Rick wrote:
Please tell me how to improve [[Tsesungunille]], an article about a place that the original author made up.
This one fails the 'confirmability' test anyway, so it isn't a good example.
Or [[Old Granny Sweat Weed ]] ... Or [[Disappearing hoagies]] ... Or [[Abek]] ... Or [[The mode of production of free software ]],
As far as I can tell, these all fail the 'confirmability' test, and so they aren't at issue in the current discussion.
Remember, the debate is primarily between two factions (though of course there are surely many subtle positions within these two factions). And neither faction is saying that nothing can ever ever ever be deleted no matter what.

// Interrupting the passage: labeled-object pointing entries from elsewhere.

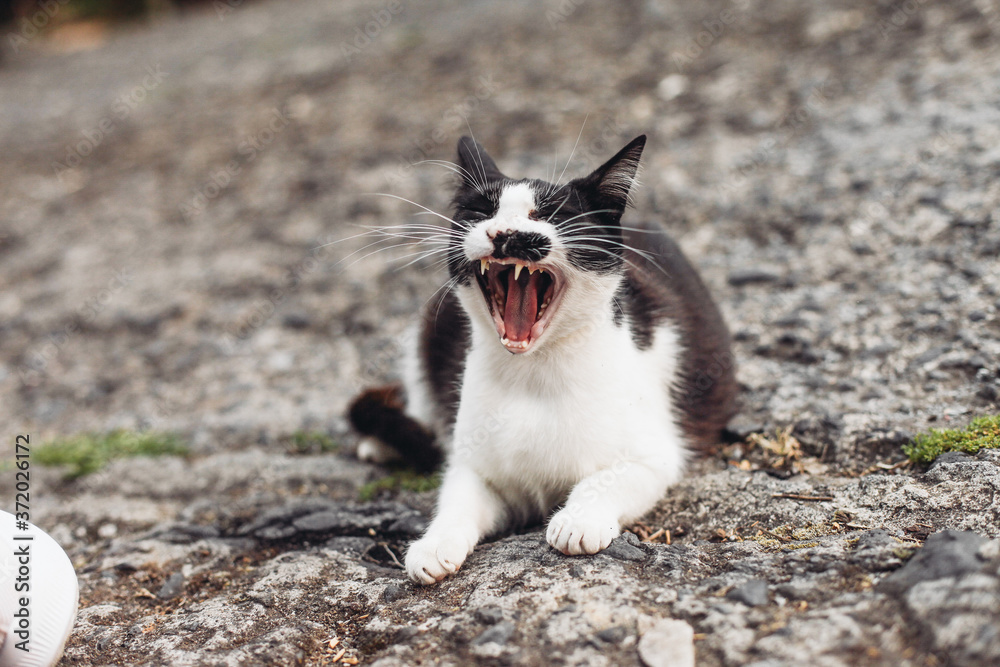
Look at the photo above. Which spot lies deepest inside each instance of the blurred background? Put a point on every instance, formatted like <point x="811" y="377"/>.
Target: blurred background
<point x="186" y="189"/>
<point x="180" y="183"/>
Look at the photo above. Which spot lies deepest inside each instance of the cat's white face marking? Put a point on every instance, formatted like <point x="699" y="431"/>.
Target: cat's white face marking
<point x="516" y="203"/>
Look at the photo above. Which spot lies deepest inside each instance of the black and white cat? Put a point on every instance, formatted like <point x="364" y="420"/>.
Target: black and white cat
<point x="574" y="366"/>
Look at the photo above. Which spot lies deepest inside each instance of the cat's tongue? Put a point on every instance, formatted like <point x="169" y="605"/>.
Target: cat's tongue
<point x="522" y="305"/>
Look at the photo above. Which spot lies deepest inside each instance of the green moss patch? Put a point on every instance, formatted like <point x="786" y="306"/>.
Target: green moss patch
<point x="982" y="433"/>
<point x="401" y="480"/>
<point x="89" y="452"/>
<point x="311" y="442"/>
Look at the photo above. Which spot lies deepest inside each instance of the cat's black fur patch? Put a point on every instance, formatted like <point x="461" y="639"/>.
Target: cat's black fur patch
<point x="671" y="291"/>
<point x="445" y="337"/>
<point x="527" y="246"/>
<point x="379" y="413"/>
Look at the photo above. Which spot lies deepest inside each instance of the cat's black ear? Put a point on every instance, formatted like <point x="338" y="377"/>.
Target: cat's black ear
<point x="611" y="183"/>
<point x="477" y="167"/>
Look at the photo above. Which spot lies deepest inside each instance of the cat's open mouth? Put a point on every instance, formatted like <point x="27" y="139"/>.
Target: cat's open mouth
<point x="521" y="297"/>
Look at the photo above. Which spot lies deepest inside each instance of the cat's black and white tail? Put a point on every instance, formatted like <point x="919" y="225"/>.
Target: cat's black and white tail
<point x="380" y="414"/>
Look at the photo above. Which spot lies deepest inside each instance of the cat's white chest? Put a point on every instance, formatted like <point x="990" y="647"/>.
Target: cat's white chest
<point x="535" y="427"/>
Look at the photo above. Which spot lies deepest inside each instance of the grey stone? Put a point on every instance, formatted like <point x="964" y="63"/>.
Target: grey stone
<point x="172" y="587"/>
<point x="394" y="592"/>
<point x="489" y="615"/>
<point x="742" y="277"/>
<point x="497" y="634"/>
<point x="623" y="548"/>
<point x="614" y="635"/>
<point x="413" y="525"/>
<point x="667" y="643"/>
<point x="354" y="545"/>
<point x="949" y="553"/>
<point x="752" y="593"/>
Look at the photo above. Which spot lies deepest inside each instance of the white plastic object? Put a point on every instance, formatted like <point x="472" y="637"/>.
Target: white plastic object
<point x="52" y="594"/>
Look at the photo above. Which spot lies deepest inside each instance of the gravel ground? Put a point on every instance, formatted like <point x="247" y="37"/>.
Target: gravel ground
<point x="179" y="202"/>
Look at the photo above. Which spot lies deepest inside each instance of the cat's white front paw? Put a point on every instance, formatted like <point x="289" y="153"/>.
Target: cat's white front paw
<point x="430" y="559"/>
<point x="582" y="532"/>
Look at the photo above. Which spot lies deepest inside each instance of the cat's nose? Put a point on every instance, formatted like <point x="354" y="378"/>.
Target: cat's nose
<point x="527" y="246"/>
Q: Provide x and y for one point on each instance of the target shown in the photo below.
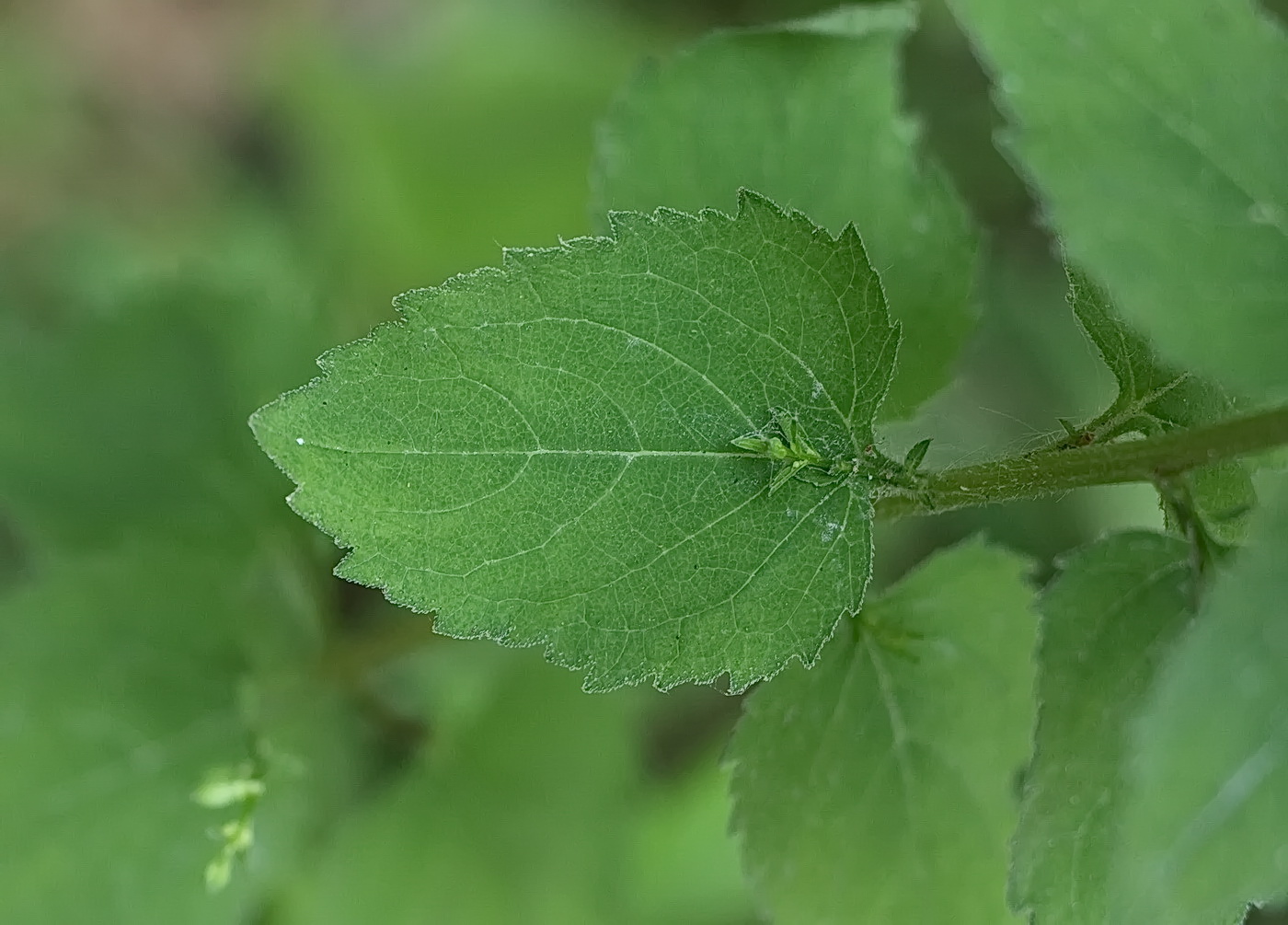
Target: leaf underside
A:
(541, 454)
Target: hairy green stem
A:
(1050, 471)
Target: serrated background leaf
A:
(1108, 621)
(811, 115)
(1156, 132)
(1203, 831)
(517, 817)
(119, 692)
(1155, 396)
(543, 454)
(866, 790)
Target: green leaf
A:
(1153, 397)
(1203, 831)
(119, 695)
(811, 115)
(1156, 133)
(1107, 622)
(876, 786)
(544, 457)
(518, 817)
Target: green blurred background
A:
(196, 199)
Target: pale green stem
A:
(1056, 470)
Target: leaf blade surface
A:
(1108, 619)
(811, 113)
(1156, 134)
(543, 454)
(876, 786)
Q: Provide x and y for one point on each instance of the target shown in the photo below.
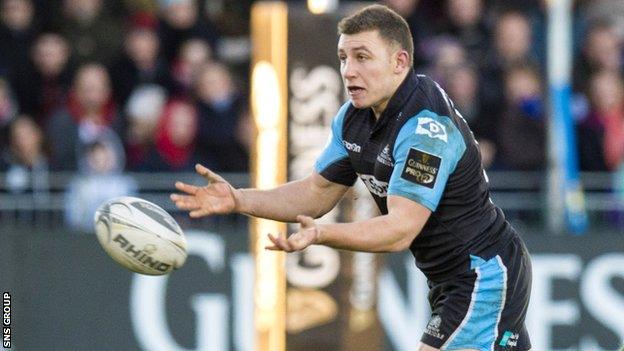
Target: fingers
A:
(184, 202)
(187, 188)
(200, 213)
(280, 243)
(208, 174)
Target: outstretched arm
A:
(394, 231)
(312, 196)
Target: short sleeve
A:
(426, 152)
(334, 163)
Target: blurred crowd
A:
(99, 87)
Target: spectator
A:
(521, 130)
(194, 53)
(463, 88)
(512, 46)
(609, 10)
(423, 22)
(25, 161)
(181, 21)
(602, 50)
(43, 87)
(601, 134)
(447, 55)
(88, 109)
(93, 34)
(17, 33)
(101, 163)
(222, 120)
(8, 109)
(140, 63)
(175, 139)
(466, 24)
(143, 110)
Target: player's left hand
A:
(307, 235)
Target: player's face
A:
(367, 69)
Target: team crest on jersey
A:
(433, 327)
(384, 157)
(421, 168)
(431, 128)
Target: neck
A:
(381, 107)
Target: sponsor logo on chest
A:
(374, 185)
(353, 147)
(421, 168)
(431, 128)
(384, 157)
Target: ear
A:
(402, 61)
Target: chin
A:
(359, 104)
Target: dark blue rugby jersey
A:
(422, 149)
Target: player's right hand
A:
(217, 197)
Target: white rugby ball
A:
(140, 235)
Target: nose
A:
(348, 69)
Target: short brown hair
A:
(391, 26)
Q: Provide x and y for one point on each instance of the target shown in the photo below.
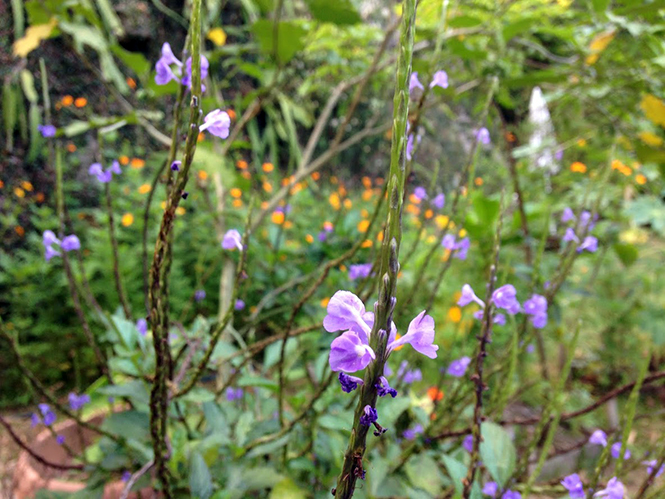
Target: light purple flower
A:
(469, 296)
(615, 450)
(47, 131)
(457, 368)
(614, 490)
(598, 437)
(567, 215)
(349, 383)
(483, 136)
(414, 82)
(490, 489)
(349, 353)
(70, 243)
(440, 79)
(573, 484)
(359, 271)
(420, 335)
(232, 240)
(217, 122)
(142, 326)
(439, 201)
(505, 298)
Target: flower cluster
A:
(68, 243)
(104, 176)
(505, 298)
(585, 224)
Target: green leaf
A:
(290, 38)
(340, 12)
(497, 452)
(200, 480)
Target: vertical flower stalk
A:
(157, 297)
(388, 264)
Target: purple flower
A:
(614, 490)
(574, 486)
(76, 402)
(217, 122)
(420, 193)
(567, 216)
(420, 335)
(505, 298)
(440, 79)
(346, 311)
(412, 376)
(233, 393)
(370, 416)
(411, 433)
(469, 296)
(589, 244)
(70, 243)
(349, 383)
(651, 465)
(490, 489)
(349, 353)
(458, 367)
(439, 201)
(361, 270)
(467, 443)
(483, 136)
(414, 82)
(142, 326)
(47, 131)
(232, 240)
(598, 437)
(448, 242)
(383, 388)
(615, 450)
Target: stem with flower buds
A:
(352, 467)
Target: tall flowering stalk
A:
(352, 468)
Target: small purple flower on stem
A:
(142, 326)
(573, 484)
(217, 122)
(598, 437)
(483, 136)
(47, 131)
(370, 416)
(349, 383)
(439, 79)
(232, 240)
(490, 489)
(349, 353)
(458, 367)
(420, 335)
(414, 82)
(383, 388)
(359, 271)
(439, 201)
(614, 490)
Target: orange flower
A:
(434, 394)
(578, 167)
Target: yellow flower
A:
(127, 219)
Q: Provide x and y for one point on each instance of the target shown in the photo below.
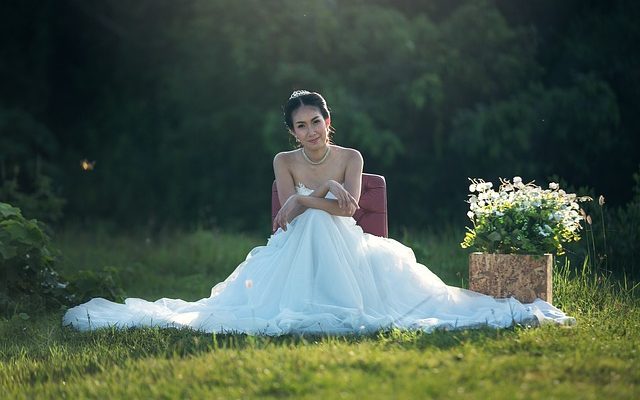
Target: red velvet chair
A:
(372, 214)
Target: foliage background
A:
(178, 102)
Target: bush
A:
(26, 261)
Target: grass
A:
(598, 358)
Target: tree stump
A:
(525, 277)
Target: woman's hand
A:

Confirmability is an important safeguard accepted by most or all completionists. Hand-entry (as opposed to mass import) is an important safeguard accepted by most or all completionists.
Straw man examples don't really help us to clarify the discussion.
Q. "Should I mass-import 20,000,000 census entries then?" A. "Mass-importing is a different issue, which short circuits an important safeguard against trivia"
Q. "What about things that aren't confirmable at all?" A. "Delete them. That's not what we're talking about."
Now, I think that *even after* we remove those two categories from the discussion, we *still* have legitimate arguments on both side. I'm firmly in the completionist camp rather than deletionist camp, but I do accept that other views _which don't engage in straw man argument_ have some good points that we should consider.